SNI got its Houston network from an old codger and oilman named Lee Cook. In premature partnership with Bing Crosby in the 1950s to bring video on demand, Cook had acquired all the rights-of-way for a network around Houston. Miller and Cook made a deal, and the business was under way. Seismic data has much in common with rich streaming Internet data. Both are bulky and serial, and clients for seismic data require fast access. Meeting the challenge of the oil companies prepared SNI to fulfill the demands of complex web portals dispensing a variety of demanding datatypes.
Seeing the business take off in Houston under Miller, CEO Peter Bell, formerly of EMC (EMC), set up in New York to target customers in the financial community, swamped in mires of mandated records, transactional demands, and data mining opportunities. Bell launched a storage center at AT&T's hub at 111 Eighth Avenue, connected by a fiber ring to the World Financial Center and linked to New Jersey under the Hudson River through 864-fiber cables from Metromedia Fiber (MFNX). The cables ran through the Holland and Lincoln tunnels to Internet nodes at Weehawken and Jersey City, which in turn were linked to the SNI control center in Waltham and to the SNI center in London via Global Crossing lines. The word is that Merrill Lynch (MER) now has some 14 terabytes of data with the company.
Oil and finance are applications from the old economy. But also showing up in Waltham was Yahoo (YHOO) CTO Farzad Nazem who was faced with integrating such disparate companies as Geocities and Broadcast.com into its system. Next door in Waltham, Lycos (LCOS) faced similar challenges of combining diverse new acquisitions that demanded fast response times and robust transactions with jitter-free video streams and data mining of click streams, all totaling many terabytes of storage. Today most Storage Network customers are dotcoms.
The key issue for the company is barriers to entry. What SNI pioneered in two years can presumably be accomplished more quickly by other companies that benefit from the SNI learning curve. However, it will not be easy. Raising $203 million of venture capital, hiring several hundred storage engineers, contriving two complex software systems suitable for diverse customers in oil, finance, and on the Web, negotiating thirty-six-month guaranteed Service Level Agreements (SLAs) with scores of customers from Merrill Lynch to X:Drive?all in just two years?Storage Networks is showing real prowess running with the bulls on Internet time. Although the field is crowded and there is scant room for mistakes, Storage Networks is the prime storewidth service provider today.
To achieve the PACS goals, SNI integrates gear and supporting services from such companies as EMC and Sun (SUNW) to Network Appliance and LuxN, and uses bandwidth from Telecosm stars Global Crossing, Metromedia Fiber, and Yipes. To explain SNI's strategy?and the current state of storewidth?SNI founders turn to examples from the history of EMC down the Massachusetts Turnpike in Hopkinton.
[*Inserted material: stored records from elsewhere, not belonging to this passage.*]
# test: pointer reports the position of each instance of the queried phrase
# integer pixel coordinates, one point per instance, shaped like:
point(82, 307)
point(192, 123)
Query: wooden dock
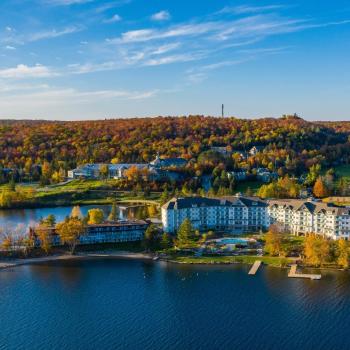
point(294, 274)
point(255, 267)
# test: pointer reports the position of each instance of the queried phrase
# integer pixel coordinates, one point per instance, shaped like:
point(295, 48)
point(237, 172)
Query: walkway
point(294, 274)
point(255, 267)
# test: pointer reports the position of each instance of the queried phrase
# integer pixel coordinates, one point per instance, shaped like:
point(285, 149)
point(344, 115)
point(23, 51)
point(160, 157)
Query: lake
point(125, 304)
point(19, 220)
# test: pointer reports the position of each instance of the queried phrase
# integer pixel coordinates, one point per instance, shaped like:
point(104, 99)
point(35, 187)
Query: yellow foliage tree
point(44, 235)
point(316, 250)
point(95, 216)
point(320, 189)
point(69, 231)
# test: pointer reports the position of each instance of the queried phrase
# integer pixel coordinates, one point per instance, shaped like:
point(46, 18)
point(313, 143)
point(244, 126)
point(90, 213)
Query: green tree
point(166, 241)
point(50, 220)
point(320, 189)
point(113, 214)
point(76, 212)
point(343, 253)
point(316, 250)
point(95, 216)
point(104, 171)
point(185, 234)
point(150, 239)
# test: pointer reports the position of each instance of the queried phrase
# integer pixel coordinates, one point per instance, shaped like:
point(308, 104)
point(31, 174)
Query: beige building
point(300, 217)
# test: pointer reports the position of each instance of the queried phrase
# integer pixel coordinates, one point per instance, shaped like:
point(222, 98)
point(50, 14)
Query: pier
point(255, 267)
point(294, 274)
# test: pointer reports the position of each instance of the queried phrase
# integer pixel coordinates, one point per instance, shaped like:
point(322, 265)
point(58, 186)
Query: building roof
point(228, 201)
point(311, 206)
point(168, 162)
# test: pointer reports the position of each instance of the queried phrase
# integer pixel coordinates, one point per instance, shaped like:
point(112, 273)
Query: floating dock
point(255, 267)
point(294, 274)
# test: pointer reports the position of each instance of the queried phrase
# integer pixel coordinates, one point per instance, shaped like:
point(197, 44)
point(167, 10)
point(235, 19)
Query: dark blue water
point(123, 304)
point(19, 220)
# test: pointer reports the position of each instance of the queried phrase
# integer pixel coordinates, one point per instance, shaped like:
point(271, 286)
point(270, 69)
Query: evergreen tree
point(273, 241)
point(96, 216)
point(185, 234)
point(113, 214)
point(166, 241)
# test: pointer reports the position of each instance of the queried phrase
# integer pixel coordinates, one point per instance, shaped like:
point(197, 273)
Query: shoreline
point(6, 264)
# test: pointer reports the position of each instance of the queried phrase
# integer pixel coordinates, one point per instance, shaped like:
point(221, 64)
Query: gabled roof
point(229, 201)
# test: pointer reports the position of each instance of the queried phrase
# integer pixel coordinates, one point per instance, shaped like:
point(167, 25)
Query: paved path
point(255, 267)
point(294, 274)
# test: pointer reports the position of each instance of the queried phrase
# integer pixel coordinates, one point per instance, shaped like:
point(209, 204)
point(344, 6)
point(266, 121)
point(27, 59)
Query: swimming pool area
point(240, 241)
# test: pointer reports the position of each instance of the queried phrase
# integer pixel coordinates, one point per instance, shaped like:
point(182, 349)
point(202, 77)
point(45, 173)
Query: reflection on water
point(126, 304)
point(20, 219)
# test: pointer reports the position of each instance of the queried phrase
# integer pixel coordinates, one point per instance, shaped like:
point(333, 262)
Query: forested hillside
point(292, 145)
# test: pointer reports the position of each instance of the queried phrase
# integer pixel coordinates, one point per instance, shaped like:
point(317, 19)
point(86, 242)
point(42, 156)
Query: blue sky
point(89, 59)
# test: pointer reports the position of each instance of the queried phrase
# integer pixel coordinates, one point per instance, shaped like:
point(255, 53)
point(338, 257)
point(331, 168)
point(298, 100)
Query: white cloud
point(67, 2)
point(172, 59)
point(23, 71)
point(182, 30)
point(54, 33)
point(161, 16)
point(244, 9)
point(113, 19)
point(52, 96)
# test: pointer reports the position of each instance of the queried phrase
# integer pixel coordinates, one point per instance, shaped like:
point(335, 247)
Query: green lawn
point(246, 259)
point(75, 192)
point(243, 186)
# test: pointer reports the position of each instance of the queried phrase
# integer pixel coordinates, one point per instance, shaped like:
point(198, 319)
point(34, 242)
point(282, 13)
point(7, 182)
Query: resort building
point(300, 217)
point(229, 214)
point(158, 168)
point(161, 163)
point(116, 232)
point(93, 171)
point(240, 214)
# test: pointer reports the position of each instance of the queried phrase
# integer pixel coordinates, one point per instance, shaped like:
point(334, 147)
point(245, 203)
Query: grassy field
point(74, 192)
point(268, 260)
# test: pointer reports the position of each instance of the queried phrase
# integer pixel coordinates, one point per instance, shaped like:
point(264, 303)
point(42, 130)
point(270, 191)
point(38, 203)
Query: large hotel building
point(238, 214)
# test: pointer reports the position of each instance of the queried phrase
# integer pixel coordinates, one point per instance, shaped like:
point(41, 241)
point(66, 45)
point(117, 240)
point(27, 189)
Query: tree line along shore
point(187, 246)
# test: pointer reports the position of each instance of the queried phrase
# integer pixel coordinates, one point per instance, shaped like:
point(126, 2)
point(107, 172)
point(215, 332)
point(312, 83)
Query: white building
point(300, 217)
point(230, 214)
point(242, 214)
point(93, 171)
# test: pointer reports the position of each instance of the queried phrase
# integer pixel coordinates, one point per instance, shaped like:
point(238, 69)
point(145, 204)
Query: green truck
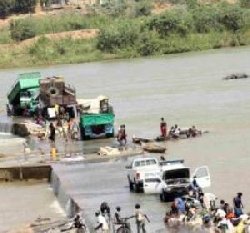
point(97, 125)
point(24, 95)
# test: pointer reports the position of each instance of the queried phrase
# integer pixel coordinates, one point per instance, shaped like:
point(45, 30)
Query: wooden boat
point(141, 140)
point(153, 148)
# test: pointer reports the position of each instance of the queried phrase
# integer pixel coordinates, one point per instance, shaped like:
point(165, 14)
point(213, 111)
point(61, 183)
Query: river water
point(186, 89)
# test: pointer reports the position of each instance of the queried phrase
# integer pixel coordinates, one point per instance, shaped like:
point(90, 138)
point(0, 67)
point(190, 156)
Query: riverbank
point(32, 200)
point(178, 30)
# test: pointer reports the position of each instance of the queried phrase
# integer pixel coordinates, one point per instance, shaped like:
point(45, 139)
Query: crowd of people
point(106, 223)
point(194, 212)
point(199, 212)
point(176, 132)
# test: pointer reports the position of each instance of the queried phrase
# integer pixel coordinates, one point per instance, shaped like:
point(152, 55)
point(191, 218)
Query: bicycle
point(124, 226)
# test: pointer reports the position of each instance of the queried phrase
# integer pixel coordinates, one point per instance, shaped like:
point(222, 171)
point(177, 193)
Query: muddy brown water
point(186, 89)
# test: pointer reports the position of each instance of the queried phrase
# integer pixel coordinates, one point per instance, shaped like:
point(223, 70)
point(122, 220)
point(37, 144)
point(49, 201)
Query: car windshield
point(176, 174)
EMC remains the Goliath of the storage field.
EMC's tetherless disk arrays
In the mid-1980s, EMC began with the problem of multiple disk drives. Usually tethered to one processor in a single computer, with a multi-purpose operating system, disk drives were all-too-typical children of harried and hapless single parents. Raised by part-time operating systems, the drives seemed never to come first: They grew up sub-optimized, their data strewn hither and yon, unable to set priorities, make schedules, show up on time, or grasp the expectations of the working world.
EMC declared that it takes a village. It began as a Vista program for disadvantaged drives, taking cheap devices from Seagate and the Japanese, teaching them teamwork, and getting them jobs in plug-compatible storage systems for IBM mainframes. Within five years, EMC took sixty percent of the IBM storage market. Then in 1996, it launched a series of storage area networking (SAN) products that liberate storage arrays from particular servers and computer systems. A specialized back channel network, a SAN links disks and tapes, memory caches, load balancers, file servers and fail-over redundancy schemes and manages them as a unit, which in turn can be connected to the Web.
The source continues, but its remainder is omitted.